Après l’affaire Bertrand Cantat, l'affaire Cheb Mami ?

Comment expliquer que nos gouvernements ne semblent pas inquiétés par la venue d’un tel criminel qui sort tout juste de prison et cela, en dépit du bon sens, de nos principes démocratiques, de nos lois et de nos droits ?

Tribune libre

Rachida Ait-Tahar - Cheb Mami, chanteur de Raï d’origine algérienne, a fait kidnapper, droguer, séquestrer et torturer son ex-compagne pour provoquer une fausse couche. Pour ce crime, il a été condamné en France mais, bénéficiant d’appuis algériens complaisants, il fuit vers l’Algérie. De retour en France, il est incarcéré à Melun le 3 juillet 2009, par le tribunal correctionnel de Bobigny. L’invité du FMA est en liberté conditionnelle depuis le 23 mars 2011, après avoir purgé la moitié de sa peine.
Cheb Mami au Festival du monde arabe
C'est ce même Cheb Mami qui a été invité au Festival du monde arabe (FMA) de Montréal en novembre prochain par son directeur, Joseph Nakhlé, et par la directrice de la programmation, Madame Henda Ben Salah. Inviter un tel criminel constitue une véritable honte, une insulte pour le combat des femmes québécoises et un mépris à l'égard de toutes les femmes d’Algérie qui ne cessent de se battre pour leur dignité. Or, en Algérie la violence envers les femmes a atteint un degré tel que les instances internationales s'en inquiètent. (Voir : «Livre Noir de la violence conjugale : Halte à l’impunité», édité par AVIFE/ Réseau Wassyla 2010)
Monsieur Nakhlé n’ignore pas que son invité a été condamné en 2009 à cinq ans de prison pour tentative d’avortement forcé. De quelle réhabilitation ou de seconde chance nous parle-t-il ? Une réhabilitation qui bafoue la dignité des femmes ? Une réhabilitation après une telle violence préméditée ? Qu’aurait fait Monsieur Nakhlé si la victime avait été sa fille?
Quant à Madame Ben Salah, celle-ci a soutenu que « prison ou pas, ça ne nous concerne pas. Ce ne sont pas des critères éthiques qui nous guident. Nos critères sont purement artistiques. Cheb Mami a une belle voix et un beau répertoire » (Taïeb Moalla, «Le tapis rouge pour Cheb Mami», Le journal de Québec, 3 août 2011).
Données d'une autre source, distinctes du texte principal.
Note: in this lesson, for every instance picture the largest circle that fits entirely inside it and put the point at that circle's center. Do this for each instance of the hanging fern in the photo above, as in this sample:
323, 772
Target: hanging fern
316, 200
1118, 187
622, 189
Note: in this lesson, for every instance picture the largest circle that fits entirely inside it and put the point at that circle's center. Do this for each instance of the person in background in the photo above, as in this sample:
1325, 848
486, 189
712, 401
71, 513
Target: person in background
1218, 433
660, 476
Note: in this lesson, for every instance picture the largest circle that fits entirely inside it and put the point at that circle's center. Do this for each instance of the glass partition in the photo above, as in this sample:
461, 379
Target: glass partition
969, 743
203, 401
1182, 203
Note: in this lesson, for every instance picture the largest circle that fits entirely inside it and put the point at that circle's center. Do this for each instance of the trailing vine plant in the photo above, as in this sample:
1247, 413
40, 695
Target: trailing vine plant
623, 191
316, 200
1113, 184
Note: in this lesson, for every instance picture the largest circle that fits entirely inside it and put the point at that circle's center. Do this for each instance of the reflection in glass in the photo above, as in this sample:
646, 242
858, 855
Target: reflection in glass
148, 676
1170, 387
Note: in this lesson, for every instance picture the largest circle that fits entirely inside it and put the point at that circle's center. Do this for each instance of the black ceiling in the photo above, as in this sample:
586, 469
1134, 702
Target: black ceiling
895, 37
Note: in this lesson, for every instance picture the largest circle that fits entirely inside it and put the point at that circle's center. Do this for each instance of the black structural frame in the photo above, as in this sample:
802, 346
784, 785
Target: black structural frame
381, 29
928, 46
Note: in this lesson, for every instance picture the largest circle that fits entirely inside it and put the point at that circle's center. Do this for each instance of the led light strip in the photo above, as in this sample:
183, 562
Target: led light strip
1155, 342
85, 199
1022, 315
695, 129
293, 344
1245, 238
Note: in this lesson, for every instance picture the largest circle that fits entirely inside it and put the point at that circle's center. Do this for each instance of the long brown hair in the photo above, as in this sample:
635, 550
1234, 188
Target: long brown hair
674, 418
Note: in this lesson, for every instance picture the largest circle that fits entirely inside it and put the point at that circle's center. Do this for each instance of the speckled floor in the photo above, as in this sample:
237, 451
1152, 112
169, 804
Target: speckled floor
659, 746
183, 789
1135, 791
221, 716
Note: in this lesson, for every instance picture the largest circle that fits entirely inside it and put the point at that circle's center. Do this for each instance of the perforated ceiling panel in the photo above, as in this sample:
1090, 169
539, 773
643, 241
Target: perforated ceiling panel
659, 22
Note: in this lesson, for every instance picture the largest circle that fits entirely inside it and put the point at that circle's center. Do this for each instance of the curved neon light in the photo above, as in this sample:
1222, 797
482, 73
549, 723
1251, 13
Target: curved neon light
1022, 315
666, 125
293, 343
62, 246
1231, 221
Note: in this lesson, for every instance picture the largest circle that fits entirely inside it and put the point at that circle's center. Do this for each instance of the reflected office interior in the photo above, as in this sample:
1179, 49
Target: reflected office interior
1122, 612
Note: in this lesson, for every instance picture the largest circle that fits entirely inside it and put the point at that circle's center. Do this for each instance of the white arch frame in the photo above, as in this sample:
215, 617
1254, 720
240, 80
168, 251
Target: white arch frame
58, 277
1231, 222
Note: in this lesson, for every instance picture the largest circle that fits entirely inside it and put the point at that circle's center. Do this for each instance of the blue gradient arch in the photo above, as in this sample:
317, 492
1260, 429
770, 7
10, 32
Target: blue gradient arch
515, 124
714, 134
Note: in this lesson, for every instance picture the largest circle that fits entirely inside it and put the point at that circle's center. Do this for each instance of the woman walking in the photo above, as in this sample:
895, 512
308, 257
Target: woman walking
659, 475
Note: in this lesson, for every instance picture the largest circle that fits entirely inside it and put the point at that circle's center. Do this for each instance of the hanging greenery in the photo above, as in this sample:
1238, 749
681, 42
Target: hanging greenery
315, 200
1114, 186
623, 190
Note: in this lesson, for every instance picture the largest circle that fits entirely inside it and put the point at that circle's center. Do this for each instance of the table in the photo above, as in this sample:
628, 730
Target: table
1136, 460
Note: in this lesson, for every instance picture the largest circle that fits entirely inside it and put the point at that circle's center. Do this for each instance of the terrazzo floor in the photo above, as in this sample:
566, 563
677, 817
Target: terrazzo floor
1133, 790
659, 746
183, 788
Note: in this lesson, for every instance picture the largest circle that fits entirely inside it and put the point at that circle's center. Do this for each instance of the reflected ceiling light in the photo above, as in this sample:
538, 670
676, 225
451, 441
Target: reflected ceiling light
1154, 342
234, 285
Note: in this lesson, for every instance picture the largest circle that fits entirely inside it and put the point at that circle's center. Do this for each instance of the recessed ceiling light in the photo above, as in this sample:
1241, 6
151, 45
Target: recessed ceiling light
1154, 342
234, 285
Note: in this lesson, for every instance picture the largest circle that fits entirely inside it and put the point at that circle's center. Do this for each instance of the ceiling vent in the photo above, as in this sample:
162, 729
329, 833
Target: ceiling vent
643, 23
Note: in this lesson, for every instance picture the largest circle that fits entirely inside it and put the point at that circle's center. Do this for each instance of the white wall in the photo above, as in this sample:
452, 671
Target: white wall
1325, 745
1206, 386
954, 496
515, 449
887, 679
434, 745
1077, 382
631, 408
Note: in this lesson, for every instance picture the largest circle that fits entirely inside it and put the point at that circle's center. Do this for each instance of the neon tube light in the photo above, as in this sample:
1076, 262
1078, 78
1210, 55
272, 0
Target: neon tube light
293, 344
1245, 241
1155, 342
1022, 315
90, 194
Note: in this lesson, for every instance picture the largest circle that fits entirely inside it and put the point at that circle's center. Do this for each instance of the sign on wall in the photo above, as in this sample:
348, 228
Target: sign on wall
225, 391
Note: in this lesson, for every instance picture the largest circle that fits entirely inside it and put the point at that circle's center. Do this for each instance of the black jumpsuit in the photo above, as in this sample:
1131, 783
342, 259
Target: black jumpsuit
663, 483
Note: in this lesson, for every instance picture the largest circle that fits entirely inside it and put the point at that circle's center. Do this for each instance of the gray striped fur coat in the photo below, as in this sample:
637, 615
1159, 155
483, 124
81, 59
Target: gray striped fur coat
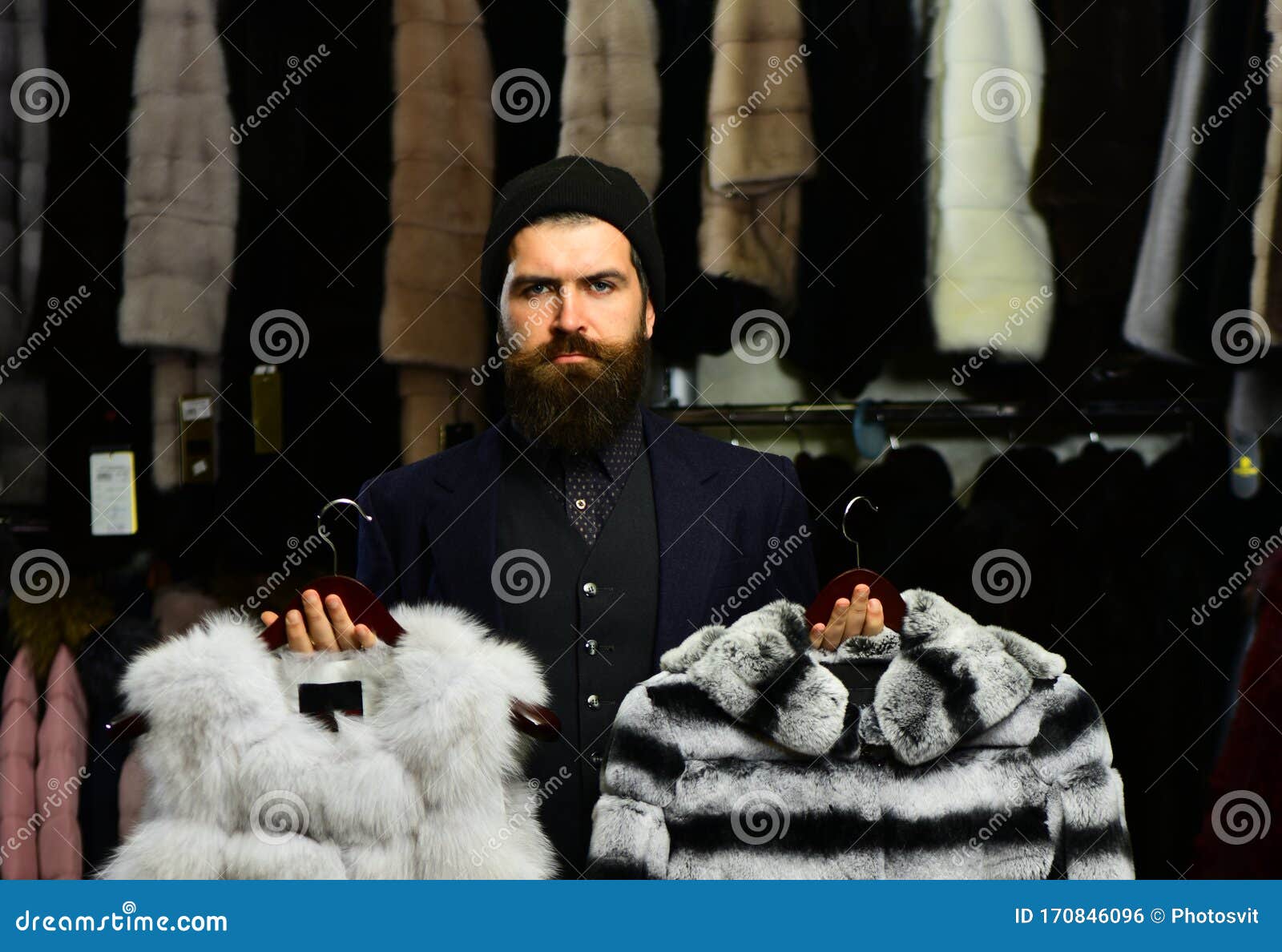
974, 756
Si les critères éthique ne devaient plus guider nos choix alors la porte serait grande ouverte à toutes les dérives.
Je rappellerai aux organisateurs du FMA que le monde arabe en général et l’Algérie en particulier regorge de belles voix, féminines et masculines, qui dénoncent la violence, chantent l’amour et drainent des foules. Le FMA est un lieu de rencontres et d’échanges sur des sujets qui devraient nous faire avancer vers des valeurs communes, universelles et non stigmatiser une société en choisissant de la faire représenter par un sombre individu qui n’a aucun respect pour les femmes.
L’inaction de nos gouvernements
Comment expliquer que nos gouvernements ne semblent pas inquiétés par la venue d’un tel criminel qui sort tout juste de prison et cela, en dépit du bon sens, de nos principes démocratiques, de nos lois et de nos droits ? Est-ce pour des considérations politiques et/ ou économiques? Est-ce une suite logique des accommodements raisonnables ? Est-ce tout simplement la façon dont le Québec, mais surtout le Canada, considère les femmes musulmanes ou de culture musulmane sur son sol ? Si elles n'ont pas de considération dans leur pays d'origine, alors pourquoi en auraient-elles ici, dans leur pays d'adoption. Serait-ce le Canada à deux vitesses ?
Monsieur Harper, permettra-t-il à un individu comme Cheb Mami (en liberté conditionnelle), d’être accueilli au Canada? Pour Monsieur Charest, qui disait haut et fort que l'égalité entre les femmes et les hommes est le fondement de notre société, Cheb Mami est-il le bienvenu au Québec ? En refusant l’entrée au Canada à ce chanteur, il lui sera signifié qu’ici les femmes sont des êtres à part entière, respectées et bénéficiant des mêmes droits que les hommes.
Le festival du monde arabe devrait avoir pour but de rapprocher les différentes cultures en mettant en exergue toutes les valeurs communes dans le respect de nos lois et du vivre ensemble. Au Québec, la violence à l’égard des femmes est un crime. Les Québécoises ont mené un long combat pour que cet acte soit condamnable. Aujourd’hui, aucune violence ne peut être banalisée sous prétexte que la personne qui la commet « a une belle voix ».
Par le biais de ce message, je fais appel à tous les citoyennes et citoyens, épris de justice et d'égalité, pour faire entendre leur voix afin de faire barrage à la venue de Cheb Mami, en liberté conditionnelle, sur une scène québécoise.
***
Citoyenne du Québec depuis 1998.
Rachida Aït-Tahar.
Montréal, le 08-08-2011.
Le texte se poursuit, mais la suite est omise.